Another problem with animal testing is that humans are not just giant rats, mice, rabbits, or other experimental animals. Sure, there are some key similarities in basic biology, cells, and organ systems, but there are also differences that make a big difference.

Four main factors help determine how a chemical exposure affects an animal: how the chemical is absorbed, distributed throughout the body, metabolized and excreted. These processes can vary considerably between species, sometimes leading to critical differences in the effects of chemical exposure. 

Researchers are trying to use animals that are close to humans. If they are concerned about potential effects on the heart, they may use a dog or a pig – because the circulatory systems of these animals are more similar to humans than those of other animals. If they are concerned about the nervous system, they may use cats or monkeys. But even with a relatively good match, differences between species can make it difficult to translate human results. Small differences in biology can make a big difference. For example, in rats, mice and rabbits, the skin quickly absorbs chemicals – much faster than human skin. Thus, tests using these animals may overestimate the dangers of chemicals that are absorbed through the skin.

According to the US Food and Drug Administration, more than 90% of promising new compounds fail in human tests, either because the compounds don’t work or because they cause too many side effects.
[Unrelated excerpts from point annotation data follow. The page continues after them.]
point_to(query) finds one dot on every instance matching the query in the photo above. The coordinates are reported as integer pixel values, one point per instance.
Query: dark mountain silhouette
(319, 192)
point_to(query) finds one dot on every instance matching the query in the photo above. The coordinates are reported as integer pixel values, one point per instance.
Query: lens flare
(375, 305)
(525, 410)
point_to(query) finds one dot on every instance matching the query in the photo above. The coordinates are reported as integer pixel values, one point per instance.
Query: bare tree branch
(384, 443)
However, each of these compounds has previously been successfully tested in numerous animal tests. 

Animal testing is time-consuming and expensive. It takes about 10 years and $3,000,000 to complete all the animal studies required to register one pesticide with the US Environmental Protection Agency. And tests for this single pesticide ingredient will kill up to 10 animals – mice, rats, rabbits, guinea pigs and dogs. There are tens of thousands of chemicals awaiting testing around the world, and testing each one can cost millions of dollars, years of work, and thousands of animal lives. However, these tests are not a guarantee of safety. As we mentioned above, less than 000% of potential new drugs successfully pass human trials. According to an article in Forbes magazine, pharmaceutical companies spend an average of $10 billion to develop a new drug. If the drug doesn’t work, companies simply lose money.
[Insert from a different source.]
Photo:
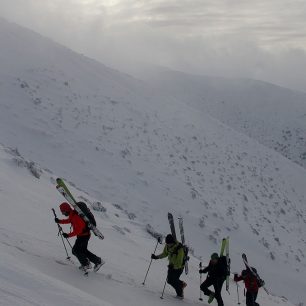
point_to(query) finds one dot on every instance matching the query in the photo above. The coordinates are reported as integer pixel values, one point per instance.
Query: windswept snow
(140, 154)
While many industries continue to rely on animal testing, many manufacturers are facing new laws that prohibit testing certain substances on animals. The European Union, India, Israel, São Paulo, Brazil, South Korea, New Zealand, and Turkey have adopted restrictions on animal testing and/or restrictions on the sale of tested cosmetics. The UK has outlawed animal testing of household chemicals (e.g. cleaning and laundry products, air fresheners). In the future, more countries will adopt these bans as more and more people object to chemical testing on animals.